What we are trying to do is to get the (health care cost) debate and discussion in Wisconsin to be constructive. At the moment, there are still a lot of people looking for easy answers and blaming others for the high cost of health care.

SBT: Recently there have been calls for universal health care in Wisconsin. What do you think of those proposals?
Howe: All those people are talking about how to finance health care. If I may make a case, the way we finance health care in this country is kind of weird. But none of that gets at how you utilize the health care. The savings in the improvement of quality is not in how you pay for health care, but how you actually deliver it and deliver it in a coordinated way, making sure that people get the right care at the right time. And that’s where the focus of the debate needs to be. If you do that right, you can go back and say, "OK, what’s the most fair way to pay for it?"

SBT: How can Aurora help small employers struggling to find affordable health care for their employees?
Howe: We’re not an insurance company, so from that standpoint, we can’t be real helpful in solving that part of the problem.
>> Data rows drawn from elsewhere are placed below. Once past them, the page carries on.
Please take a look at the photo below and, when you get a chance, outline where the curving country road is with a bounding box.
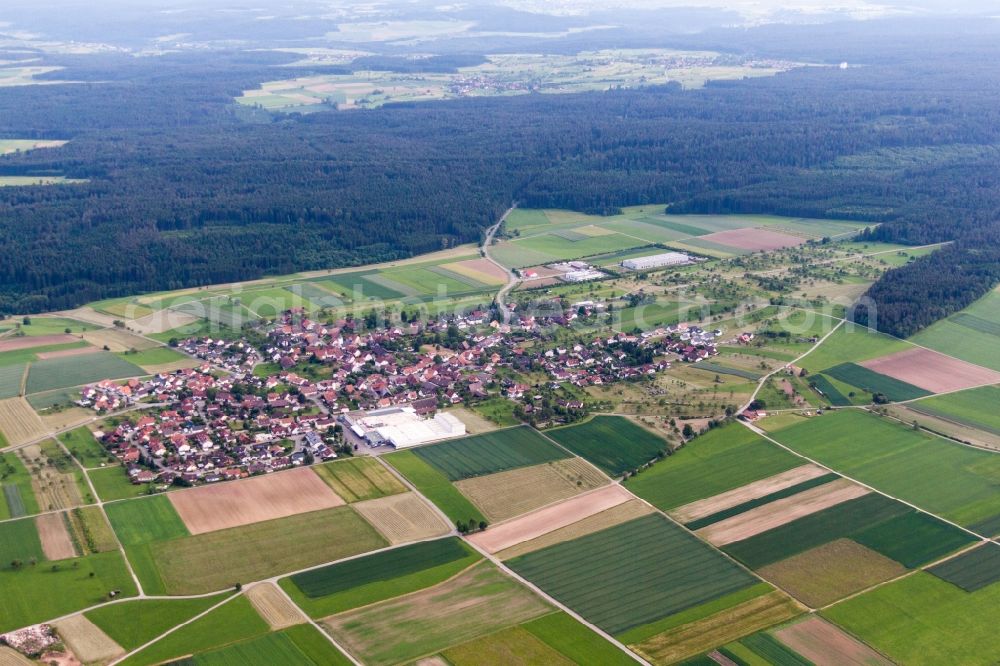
[480,204,521,324]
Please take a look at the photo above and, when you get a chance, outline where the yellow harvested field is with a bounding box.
[35,513,77,562]
[41,407,94,430]
[496,500,654,560]
[53,613,125,664]
[757,539,906,608]
[351,493,451,545]
[246,583,306,630]
[696,479,869,546]
[0,398,49,446]
[629,590,803,664]
[169,467,344,534]
[774,615,892,666]
[0,645,35,666]
[669,464,827,523]
[83,328,160,353]
[455,458,608,523]
[17,444,83,511]
[441,259,507,285]
[312,457,406,502]
[469,484,635,553]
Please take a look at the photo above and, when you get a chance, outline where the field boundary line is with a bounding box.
[739,420,990,541]
[108,591,242,666]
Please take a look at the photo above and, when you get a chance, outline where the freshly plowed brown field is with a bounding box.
[0,398,48,446]
[860,347,1000,393]
[351,493,451,544]
[455,458,608,522]
[669,464,827,523]
[774,615,892,666]
[697,479,869,546]
[495,500,653,560]
[469,485,635,553]
[35,513,77,562]
[247,583,306,630]
[169,467,344,534]
[53,614,125,664]
[0,334,80,352]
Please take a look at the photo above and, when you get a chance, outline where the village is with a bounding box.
[77,301,722,485]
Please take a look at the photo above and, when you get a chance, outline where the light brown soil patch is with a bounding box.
[495,500,654,560]
[774,615,892,666]
[669,464,827,523]
[247,583,306,630]
[469,484,635,553]
[860,347,1000,393]
[83,328,160,353]
[448,407,500,435]
[0,335,80,352]
[629,590,802,664]
[40,407,94,430]
[698,229,806,252]
[0,645,35,666]
[441,258,507,284]
[37,347,101,361]
[757,539,906,608]
[35,513,77,562]
[17,444,83,511]
[351,493,451,545]
[169,467,344,534]
[53,614,125,664]
[323,563,552,665]
[128,308,198,335]
[0,398,48,446]
[455,458,608,523]
[697,479,869,546]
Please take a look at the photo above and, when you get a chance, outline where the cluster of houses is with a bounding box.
[78,304,721,484]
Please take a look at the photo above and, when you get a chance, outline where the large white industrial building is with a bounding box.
[622,252,691,271]
[347,406,465,449]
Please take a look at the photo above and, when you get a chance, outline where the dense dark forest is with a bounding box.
[0,25,1000,335]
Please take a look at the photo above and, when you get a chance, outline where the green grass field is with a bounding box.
[799,324,912,373]
[625,424,802,511]
[194,625,351,666]
[774,410,1000,526]
[521,612,635,666]
[820,363,931,402]
[87,465,154,502]
[910,289,1000,370]
[280,538,480,618]
[84,592,229,650]
[25,352,146,393]
[928,542,1000,592]
[126,506,388,594]
[507,514,757,634]
[59,427,115,467]
[119,596,270,666]
[907,386,1000,435]
[0,453,38,520]
[546,416,667,477]
[822,572,1000,666]
[0,551,136,632]
[383,451,486,523]
[105,495,188,546]
[413,426,569,481]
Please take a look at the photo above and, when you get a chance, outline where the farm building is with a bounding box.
[346,407,465,449]
[622,252,691,271]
From that standpoint, part of the problem is that with the small number of employees, they (insurers) begin individually underwriting people. Only 7 percent of the people make up 57 percent of the health care costs, and that’s the small group we have to work on.
Somehow, small businesses have to be able to group their people so that they can (get insurance) like a large employer can, so the risks are spread over a larger population. I don’t personally know the best way to do that, but that’s the kind of discussion small business, insurance companies, providers and the government should have. Perhaps we could have regional pools, or something of that nature, as some people have talked about.

SBT: You mentioned the idea of regional pools. The governor has talked about forming a pool for small employers. What do you think of that proposal?
Howe: It depends on how it’s set up. The disaster would be if it only picked up high-risk companies. You need a mix of risk. You can’t have adverse selection.

SBT: Is it possible to have any type of direct contract or relationship between a health care provider and small companies? Or is that idea impossible because of the numbers?
Howe: I think there are lots of things small companies could benefit from by having a relationship with a provider that talks about care management activities. But the business of the provider becoming an insurance company won’t work.
So, I think small employers should be able to get to a point where they can go to an insurance company and say, "Most of our employees live near a certain provider and use that provider, let’s work with that system to get something that works for our company." So yes, I think there should be opportunities like that.

SBT: What are your personal plans for the future? How much longer do you want to stay in this job?
Howe: This job is incredibly fun, and there are so many things left to do. I would like to keep at this until it no longer seems fun.

SBT: Do you have plans to retire at a certain age?
Howe: Oh heavens, no. The breakthroughs in science and medicine are so exciting right now. I think health care is going to go through an amazingly wonderful period of time as the new genetic information is brought into play and starts affecting drugs and other treatments. We will be able to design care and treatment to the individual. It’s a great time to be in health care.